8. Process according to one or more of the preceding claims, characterized in that in step a) the filter cake washed in a salt-free manner of a precipitated silicic acid is applied as a filler.

9. Process according to one or more of the preceding claims, characterized in that during the final elaboration natural fillers are used, especially clays, available solids are used.

10. Process according to claim 1, characterized in that in the first part according to step b) an amount equal to or greater than 50% of the total amount of charge intended to be introduced into the rubber powder is applied.

11. Process according to claim 1, characterized in that in the first part according to b), for an amount equal to or greater than 80% of phr charge (per one hundred parts of rubber), 90 to 99% of the amount is applied Total load expected to be introduced into the rubber powder.
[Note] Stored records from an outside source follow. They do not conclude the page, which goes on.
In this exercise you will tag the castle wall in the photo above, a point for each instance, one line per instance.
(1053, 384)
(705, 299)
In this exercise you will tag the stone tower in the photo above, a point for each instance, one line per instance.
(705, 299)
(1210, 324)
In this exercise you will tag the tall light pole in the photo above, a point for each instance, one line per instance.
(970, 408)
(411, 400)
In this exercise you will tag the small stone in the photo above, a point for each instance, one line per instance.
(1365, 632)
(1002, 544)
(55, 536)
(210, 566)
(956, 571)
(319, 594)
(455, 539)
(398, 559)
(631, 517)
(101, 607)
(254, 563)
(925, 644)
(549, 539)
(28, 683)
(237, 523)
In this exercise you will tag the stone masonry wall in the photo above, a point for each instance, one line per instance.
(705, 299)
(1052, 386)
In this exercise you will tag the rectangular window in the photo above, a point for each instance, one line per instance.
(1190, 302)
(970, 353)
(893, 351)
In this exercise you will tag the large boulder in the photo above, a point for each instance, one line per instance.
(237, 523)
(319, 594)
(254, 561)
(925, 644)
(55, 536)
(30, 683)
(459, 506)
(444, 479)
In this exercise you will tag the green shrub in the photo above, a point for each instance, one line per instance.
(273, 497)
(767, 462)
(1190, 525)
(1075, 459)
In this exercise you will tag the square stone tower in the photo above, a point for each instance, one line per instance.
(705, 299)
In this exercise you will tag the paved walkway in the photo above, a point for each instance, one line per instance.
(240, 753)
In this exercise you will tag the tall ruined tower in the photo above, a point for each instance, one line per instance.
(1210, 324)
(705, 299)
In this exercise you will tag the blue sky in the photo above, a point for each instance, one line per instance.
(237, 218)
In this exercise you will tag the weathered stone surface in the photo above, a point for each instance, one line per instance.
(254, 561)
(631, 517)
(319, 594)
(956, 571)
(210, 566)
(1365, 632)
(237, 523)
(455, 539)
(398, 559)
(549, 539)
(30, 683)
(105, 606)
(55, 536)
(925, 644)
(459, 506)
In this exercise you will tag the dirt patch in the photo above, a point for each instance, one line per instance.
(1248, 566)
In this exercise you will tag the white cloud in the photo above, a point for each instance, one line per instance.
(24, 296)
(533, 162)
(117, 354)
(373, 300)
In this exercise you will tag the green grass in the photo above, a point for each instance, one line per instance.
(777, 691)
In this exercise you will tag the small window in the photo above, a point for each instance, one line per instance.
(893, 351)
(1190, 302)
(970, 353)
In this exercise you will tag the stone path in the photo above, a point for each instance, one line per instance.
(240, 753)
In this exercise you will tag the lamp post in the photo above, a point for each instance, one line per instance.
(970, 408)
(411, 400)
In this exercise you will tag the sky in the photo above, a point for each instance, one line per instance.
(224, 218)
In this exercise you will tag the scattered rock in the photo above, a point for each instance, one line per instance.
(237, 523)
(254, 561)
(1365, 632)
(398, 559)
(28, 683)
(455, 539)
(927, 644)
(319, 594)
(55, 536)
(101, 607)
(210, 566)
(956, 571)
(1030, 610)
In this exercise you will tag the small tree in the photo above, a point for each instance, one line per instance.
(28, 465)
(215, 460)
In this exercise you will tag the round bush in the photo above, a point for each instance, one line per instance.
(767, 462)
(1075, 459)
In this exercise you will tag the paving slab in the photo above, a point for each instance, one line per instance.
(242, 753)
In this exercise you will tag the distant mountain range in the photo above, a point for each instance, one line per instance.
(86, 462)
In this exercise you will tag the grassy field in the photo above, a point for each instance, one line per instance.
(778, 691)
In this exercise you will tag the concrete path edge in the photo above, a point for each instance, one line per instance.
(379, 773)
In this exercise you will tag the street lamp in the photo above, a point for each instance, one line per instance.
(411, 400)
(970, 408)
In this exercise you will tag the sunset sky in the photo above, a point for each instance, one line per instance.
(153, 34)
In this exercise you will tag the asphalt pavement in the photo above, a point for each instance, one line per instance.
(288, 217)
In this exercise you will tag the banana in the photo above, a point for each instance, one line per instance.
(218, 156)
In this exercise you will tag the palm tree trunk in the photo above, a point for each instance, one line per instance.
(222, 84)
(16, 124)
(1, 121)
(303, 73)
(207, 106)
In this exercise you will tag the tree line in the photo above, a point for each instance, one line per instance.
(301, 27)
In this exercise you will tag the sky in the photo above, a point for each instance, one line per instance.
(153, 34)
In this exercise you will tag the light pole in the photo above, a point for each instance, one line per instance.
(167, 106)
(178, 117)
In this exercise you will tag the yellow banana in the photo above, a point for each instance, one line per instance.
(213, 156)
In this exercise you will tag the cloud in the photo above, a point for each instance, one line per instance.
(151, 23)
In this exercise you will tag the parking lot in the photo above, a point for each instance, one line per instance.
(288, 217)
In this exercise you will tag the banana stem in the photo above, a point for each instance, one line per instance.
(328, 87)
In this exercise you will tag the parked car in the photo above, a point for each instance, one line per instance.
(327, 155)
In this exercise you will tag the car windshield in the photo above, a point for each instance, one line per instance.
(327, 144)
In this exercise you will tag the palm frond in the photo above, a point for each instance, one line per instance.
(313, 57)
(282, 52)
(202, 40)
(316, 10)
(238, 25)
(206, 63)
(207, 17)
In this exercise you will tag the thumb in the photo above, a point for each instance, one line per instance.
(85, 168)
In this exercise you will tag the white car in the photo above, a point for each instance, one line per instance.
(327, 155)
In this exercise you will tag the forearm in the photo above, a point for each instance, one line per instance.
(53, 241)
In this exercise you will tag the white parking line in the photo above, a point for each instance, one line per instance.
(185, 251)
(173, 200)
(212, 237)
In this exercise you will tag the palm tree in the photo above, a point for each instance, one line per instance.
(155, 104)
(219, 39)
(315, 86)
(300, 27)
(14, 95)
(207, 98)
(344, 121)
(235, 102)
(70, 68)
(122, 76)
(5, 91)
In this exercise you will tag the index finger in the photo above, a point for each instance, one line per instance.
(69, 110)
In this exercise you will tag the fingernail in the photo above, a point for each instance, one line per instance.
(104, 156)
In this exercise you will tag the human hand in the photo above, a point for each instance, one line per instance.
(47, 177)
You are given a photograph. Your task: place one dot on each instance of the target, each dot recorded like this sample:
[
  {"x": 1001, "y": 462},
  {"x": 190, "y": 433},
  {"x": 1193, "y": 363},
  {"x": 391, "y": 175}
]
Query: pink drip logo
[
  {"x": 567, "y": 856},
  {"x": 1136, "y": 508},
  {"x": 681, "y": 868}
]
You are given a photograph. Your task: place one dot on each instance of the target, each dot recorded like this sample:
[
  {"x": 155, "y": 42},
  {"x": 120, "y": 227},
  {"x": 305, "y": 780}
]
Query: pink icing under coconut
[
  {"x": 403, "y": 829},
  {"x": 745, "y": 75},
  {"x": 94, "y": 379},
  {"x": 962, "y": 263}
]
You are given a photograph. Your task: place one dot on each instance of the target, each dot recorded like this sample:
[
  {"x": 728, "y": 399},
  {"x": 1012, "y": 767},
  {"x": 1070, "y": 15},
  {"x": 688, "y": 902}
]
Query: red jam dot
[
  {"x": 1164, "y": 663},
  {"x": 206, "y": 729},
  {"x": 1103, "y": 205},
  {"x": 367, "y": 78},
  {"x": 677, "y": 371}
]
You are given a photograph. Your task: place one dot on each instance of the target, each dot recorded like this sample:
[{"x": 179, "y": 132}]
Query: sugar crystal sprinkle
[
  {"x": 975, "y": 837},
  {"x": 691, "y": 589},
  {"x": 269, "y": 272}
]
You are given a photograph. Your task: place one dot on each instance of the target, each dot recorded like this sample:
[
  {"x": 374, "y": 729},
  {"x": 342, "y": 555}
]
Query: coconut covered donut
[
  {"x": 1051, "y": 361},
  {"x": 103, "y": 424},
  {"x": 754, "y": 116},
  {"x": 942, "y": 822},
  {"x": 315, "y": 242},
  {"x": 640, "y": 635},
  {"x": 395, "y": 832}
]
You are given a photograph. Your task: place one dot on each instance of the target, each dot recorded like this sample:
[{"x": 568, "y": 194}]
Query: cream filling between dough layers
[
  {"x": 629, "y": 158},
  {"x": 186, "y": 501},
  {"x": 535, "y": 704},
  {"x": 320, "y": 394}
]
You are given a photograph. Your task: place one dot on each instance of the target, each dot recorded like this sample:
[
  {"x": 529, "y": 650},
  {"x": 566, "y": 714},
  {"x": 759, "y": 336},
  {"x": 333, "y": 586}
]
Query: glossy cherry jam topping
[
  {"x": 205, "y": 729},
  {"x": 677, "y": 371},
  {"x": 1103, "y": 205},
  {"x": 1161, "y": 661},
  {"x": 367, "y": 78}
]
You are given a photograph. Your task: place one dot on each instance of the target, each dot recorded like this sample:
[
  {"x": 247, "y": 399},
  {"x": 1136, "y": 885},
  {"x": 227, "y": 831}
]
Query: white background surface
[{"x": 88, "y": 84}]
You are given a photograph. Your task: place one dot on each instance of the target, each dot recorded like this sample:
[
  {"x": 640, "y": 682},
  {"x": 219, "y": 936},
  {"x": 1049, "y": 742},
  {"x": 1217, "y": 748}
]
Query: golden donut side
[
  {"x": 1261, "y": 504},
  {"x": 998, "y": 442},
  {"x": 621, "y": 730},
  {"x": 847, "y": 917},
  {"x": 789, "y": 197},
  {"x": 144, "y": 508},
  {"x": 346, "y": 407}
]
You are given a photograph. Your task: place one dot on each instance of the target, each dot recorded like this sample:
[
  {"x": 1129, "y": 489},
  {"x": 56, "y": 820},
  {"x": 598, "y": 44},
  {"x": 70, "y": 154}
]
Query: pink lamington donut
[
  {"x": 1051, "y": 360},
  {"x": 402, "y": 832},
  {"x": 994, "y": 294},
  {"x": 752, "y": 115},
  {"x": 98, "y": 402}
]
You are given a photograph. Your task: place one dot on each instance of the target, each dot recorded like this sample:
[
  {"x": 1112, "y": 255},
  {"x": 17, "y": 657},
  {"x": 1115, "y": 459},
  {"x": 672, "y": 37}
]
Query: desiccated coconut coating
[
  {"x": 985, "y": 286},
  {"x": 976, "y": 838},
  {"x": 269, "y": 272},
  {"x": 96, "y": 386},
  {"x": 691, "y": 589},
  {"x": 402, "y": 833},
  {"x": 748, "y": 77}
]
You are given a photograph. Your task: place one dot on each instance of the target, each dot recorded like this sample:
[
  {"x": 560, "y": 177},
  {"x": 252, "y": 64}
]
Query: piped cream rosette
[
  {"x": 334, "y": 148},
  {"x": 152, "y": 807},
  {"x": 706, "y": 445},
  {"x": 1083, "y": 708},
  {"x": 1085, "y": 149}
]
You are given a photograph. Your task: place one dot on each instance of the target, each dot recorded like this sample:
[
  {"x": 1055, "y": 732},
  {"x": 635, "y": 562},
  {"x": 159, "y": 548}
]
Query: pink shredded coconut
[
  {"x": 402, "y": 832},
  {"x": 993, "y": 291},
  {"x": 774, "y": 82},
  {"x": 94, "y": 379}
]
12. Process according to one or more of the preceding claims, characterized in that an amount of soot usable in rubber technology is applied to the emulsion (suspension according to step a) or of the mixture according to step b), the desired amount.

13. Process according to claim 1, characterized in that it is to the emulsion, either to the suspension, either to the solution, according to claim 1, point a), or to the mixture generated according to points b) c), processing aids, anti-aging agents, activators, and / or chemical cross-linking agents and sulfur, customary in the rubber industry, are added in the usual amounts.

14. Rubbers in the form of fine particles (rubber powder) containing rubber, fillers, and processing aids, anti-aging agents, activators, and / or chemical crosslinking agents and sulfur, customary in industry, in usual amounts.